Un skill est une procédure que Claude exécute dans la session principale, en chargeant juste le contenu du SKILL.md dans son contexte. Un agent est un Claude séparé, lancé dans son propre espace, avec son propre contexte, ses propres outils et son propre modèle. Si la tâche tient en quelques étapes et n'a pas besoin d'isoler le contexte, c'est un skill. Si la tâche est lourde (lire 50 fichiers, faire des recherches longues), c'est un agent. Et un skill peut très bien déléguer son exécution à un agent, ce qui combine les deux mécanismes.
Les hooks remplacent-ils les permissions ?
Non, les deux mécanismes sont complémentaires. Les permissions filtrent en amont les outils que Claude peut invoquer (allow, ask, deny). Les hooks s'exécutent autour d'événements du cycle de vie : avant un appel d'outil, après une écriture de fichier, à la soumission d'un prompt. Une permission deny bloque l'action ; un hook PreToolUse peut bloquer aussi, mais peut surtout transformer, logger, ou déclencher autre chose en parallèle. Pour interdire rm -rf, une permission deny suffit. Pour lancer un linter à chaque écriture, c'est un hook PostToolUse.
Mon CLAUDE.md fait 400 lignes, par où commencer ?
Repérez d'abord les sections qui décrivent des procédures (release, debug d'un module, audit RGPD) et déplacez-les en skills dans .claude/skills/. Repérez ensuite les règles dures (pas de push force, pas de lecture des .env) et déplacez-les en permissions dans settings.json. Supprimez tout ce qui est règle de formatage gérée par Prettier ou ESLint. Ce qui reste devrait tenir sous 100 lignes.
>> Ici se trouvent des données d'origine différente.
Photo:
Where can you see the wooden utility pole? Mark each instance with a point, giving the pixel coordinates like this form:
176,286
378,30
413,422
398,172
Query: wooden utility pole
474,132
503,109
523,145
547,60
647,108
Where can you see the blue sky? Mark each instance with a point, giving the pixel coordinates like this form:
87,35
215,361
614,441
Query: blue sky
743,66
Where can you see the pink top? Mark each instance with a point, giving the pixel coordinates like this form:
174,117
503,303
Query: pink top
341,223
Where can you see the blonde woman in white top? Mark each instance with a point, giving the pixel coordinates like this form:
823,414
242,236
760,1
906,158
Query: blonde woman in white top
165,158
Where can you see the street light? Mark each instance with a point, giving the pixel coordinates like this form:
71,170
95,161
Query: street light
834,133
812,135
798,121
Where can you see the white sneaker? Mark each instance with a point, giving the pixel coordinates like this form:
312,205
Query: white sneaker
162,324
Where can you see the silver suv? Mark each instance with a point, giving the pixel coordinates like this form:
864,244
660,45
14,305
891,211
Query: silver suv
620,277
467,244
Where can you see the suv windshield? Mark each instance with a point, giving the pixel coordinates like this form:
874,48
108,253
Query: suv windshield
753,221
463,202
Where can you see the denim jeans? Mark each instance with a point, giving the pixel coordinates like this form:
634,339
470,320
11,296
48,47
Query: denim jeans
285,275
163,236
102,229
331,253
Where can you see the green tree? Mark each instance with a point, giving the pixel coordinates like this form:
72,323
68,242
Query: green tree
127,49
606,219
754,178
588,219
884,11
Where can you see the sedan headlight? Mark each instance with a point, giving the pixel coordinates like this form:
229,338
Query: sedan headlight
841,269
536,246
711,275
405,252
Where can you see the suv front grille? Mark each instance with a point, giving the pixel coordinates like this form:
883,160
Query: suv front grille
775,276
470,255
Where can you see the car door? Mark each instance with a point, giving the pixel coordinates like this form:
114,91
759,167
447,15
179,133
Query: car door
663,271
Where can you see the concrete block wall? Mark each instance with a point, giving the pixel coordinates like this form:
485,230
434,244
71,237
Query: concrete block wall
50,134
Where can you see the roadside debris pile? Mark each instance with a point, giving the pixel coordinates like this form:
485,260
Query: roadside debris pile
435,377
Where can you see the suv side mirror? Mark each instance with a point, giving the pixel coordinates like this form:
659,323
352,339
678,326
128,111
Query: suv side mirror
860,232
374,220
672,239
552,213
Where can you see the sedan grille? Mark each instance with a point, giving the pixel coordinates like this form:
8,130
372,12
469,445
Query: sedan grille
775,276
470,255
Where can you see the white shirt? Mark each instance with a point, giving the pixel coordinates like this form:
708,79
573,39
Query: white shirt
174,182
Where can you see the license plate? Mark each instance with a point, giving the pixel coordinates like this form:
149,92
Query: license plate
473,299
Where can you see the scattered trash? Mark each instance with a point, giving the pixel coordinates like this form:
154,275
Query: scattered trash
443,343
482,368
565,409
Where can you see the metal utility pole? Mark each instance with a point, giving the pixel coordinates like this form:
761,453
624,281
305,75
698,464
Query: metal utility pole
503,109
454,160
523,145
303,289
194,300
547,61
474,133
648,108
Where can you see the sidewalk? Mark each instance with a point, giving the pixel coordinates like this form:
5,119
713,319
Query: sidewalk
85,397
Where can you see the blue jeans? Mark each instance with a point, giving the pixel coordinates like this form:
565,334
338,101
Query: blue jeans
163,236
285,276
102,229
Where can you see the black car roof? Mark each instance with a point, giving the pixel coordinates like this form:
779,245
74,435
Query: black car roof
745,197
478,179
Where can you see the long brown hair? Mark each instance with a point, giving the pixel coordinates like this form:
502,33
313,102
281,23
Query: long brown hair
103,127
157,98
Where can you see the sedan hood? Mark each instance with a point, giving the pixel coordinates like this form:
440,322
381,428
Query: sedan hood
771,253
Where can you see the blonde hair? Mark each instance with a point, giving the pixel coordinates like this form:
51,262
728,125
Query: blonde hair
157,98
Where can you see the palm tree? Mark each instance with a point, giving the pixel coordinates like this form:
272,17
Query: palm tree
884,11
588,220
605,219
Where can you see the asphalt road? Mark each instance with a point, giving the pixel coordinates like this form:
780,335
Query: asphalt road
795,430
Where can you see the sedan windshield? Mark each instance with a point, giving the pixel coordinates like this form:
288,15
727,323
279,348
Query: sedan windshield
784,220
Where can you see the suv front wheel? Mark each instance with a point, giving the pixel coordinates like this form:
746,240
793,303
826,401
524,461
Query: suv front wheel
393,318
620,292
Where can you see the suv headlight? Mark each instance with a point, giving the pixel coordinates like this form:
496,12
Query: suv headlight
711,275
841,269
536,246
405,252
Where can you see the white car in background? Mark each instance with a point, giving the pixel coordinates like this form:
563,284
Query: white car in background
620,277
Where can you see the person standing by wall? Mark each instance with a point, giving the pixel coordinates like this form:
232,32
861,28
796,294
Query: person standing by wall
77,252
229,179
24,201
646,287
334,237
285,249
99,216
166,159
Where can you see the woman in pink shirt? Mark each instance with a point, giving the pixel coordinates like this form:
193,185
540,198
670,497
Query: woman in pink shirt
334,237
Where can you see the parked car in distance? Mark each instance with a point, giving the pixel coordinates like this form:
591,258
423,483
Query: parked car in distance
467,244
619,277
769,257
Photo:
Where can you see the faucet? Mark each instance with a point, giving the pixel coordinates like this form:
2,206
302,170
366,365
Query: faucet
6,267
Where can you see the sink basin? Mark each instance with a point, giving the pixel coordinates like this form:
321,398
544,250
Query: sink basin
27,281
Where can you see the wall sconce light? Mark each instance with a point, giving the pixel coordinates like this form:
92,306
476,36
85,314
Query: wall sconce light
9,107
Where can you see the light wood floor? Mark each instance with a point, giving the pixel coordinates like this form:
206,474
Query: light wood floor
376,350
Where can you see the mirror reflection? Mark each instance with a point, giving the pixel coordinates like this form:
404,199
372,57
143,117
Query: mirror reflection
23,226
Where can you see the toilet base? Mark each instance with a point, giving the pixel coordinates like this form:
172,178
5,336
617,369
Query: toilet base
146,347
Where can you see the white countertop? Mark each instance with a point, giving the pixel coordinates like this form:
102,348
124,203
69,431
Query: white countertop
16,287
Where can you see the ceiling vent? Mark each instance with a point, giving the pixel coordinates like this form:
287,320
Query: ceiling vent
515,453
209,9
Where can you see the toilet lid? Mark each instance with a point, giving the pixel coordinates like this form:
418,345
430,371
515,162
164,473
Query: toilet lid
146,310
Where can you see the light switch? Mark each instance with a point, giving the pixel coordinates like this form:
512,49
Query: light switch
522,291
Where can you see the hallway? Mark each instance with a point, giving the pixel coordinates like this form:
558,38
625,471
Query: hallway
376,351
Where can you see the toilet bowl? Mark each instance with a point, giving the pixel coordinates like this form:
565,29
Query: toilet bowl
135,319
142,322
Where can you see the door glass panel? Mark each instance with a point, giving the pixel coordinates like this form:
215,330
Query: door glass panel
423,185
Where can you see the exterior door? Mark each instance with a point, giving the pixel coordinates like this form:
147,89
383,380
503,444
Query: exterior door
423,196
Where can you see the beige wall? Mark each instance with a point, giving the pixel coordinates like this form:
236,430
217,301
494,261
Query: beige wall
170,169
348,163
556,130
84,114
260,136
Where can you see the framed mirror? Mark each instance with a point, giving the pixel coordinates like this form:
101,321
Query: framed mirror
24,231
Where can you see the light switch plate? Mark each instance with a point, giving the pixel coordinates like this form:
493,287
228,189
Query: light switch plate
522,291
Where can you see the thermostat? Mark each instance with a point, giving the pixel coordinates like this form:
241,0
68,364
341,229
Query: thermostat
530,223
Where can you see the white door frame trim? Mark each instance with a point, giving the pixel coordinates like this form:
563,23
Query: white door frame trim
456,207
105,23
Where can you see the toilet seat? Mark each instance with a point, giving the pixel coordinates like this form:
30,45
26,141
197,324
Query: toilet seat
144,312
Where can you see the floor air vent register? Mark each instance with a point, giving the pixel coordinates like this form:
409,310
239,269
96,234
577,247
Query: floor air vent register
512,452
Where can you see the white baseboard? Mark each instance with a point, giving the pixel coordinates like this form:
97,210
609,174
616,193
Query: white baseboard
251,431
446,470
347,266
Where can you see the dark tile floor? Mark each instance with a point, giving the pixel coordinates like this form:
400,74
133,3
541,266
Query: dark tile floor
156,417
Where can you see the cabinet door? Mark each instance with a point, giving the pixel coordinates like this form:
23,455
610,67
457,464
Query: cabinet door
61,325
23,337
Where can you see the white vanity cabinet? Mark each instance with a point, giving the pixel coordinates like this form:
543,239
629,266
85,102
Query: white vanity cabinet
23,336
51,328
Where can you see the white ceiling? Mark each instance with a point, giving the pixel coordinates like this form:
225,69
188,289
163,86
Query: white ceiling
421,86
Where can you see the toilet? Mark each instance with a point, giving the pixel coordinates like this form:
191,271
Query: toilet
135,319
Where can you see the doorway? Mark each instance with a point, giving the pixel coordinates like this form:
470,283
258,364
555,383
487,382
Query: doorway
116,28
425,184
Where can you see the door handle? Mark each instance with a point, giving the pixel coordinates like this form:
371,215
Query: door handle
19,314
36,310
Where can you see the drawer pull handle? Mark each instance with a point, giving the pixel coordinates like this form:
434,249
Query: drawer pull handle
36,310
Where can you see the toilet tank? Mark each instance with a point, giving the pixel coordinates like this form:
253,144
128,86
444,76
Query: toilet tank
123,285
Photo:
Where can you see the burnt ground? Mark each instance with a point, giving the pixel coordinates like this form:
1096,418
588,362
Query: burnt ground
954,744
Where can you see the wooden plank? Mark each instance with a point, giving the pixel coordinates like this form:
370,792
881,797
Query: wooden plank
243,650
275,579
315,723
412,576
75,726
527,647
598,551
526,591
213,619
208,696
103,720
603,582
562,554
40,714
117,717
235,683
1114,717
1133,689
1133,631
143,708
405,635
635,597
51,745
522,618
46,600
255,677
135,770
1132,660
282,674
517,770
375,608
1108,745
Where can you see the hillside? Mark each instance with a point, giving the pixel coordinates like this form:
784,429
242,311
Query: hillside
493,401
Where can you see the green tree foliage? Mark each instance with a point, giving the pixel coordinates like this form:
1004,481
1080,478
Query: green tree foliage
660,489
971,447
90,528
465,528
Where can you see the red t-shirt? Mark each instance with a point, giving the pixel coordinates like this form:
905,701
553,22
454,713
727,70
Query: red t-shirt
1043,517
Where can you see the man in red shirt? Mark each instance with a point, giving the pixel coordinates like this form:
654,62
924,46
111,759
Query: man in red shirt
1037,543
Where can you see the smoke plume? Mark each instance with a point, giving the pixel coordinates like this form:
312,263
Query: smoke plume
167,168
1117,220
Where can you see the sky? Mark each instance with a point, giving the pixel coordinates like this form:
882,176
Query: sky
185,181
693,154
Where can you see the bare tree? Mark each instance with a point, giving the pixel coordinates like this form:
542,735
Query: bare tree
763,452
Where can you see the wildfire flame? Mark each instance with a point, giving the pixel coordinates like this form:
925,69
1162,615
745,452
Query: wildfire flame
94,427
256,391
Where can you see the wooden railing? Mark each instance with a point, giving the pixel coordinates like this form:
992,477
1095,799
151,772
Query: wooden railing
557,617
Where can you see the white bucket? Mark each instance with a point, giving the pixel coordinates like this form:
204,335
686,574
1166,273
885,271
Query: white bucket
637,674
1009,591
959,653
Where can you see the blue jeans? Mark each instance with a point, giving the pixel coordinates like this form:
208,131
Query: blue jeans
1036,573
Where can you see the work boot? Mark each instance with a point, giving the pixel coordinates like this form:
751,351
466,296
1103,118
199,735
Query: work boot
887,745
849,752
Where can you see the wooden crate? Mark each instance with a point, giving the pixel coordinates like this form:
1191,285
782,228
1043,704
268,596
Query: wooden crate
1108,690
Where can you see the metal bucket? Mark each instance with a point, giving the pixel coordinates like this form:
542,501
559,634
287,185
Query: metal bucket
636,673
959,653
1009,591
Peut-on partager skills et agents entre projets sans tout dupliquer ?
Oui, plusieurs options. La plus simple : mettre les skills et agents transversaux dans ~/.claude/, ils seront disponibles sur tous vos projets sans dépendre du repo. La plus structurée : packager le tout en plugin, le publier sur une marketplace privée (ou Git), et que chaque projet l'installe explicitement. Pour une équipe sur plusieurs dépôts qui partagent les mêmes conventions, cette deuxième approche évite la dérive de copies divergentes.
Les serveurs MCP de .mcp.json marchent-ils sur n'importe quelle session ?
Oui, dès que vous lancez Claude Code à la racine du projet ou dans un sous-dossier. À la première session, l'outil détecte le fichier et vous demande votre approbation pour chaque serveur déclaré. Cette validation reste en mémoire pour les sessions suivantes. Si quelqu'un modifie le fichier en ajoutant un nouveau serveur, l'approbation sera redemandée. C'est une protection contre l'ajout discret d'un serveur malveillant via une PR.
Comment debugger un .claude/ qui se comporte bizarrement ?
La commande /memory liste tous les fichiers de contexte chargés dans la session courante avec leur précédence. /permissions affiche les règles d'autorisation actives. Pour les hooks, /hooks liste ceux qui sont enregistrés. Et Ctrl-R en mode interactif affiche l'intégralité du contexte tel que Claude le voit, ce qui permet de repérer immédiatement un fichier qui n'est pas chargé comme prévu, ou au contraire un skill qui s'invite alors qu'il ne devrait pas.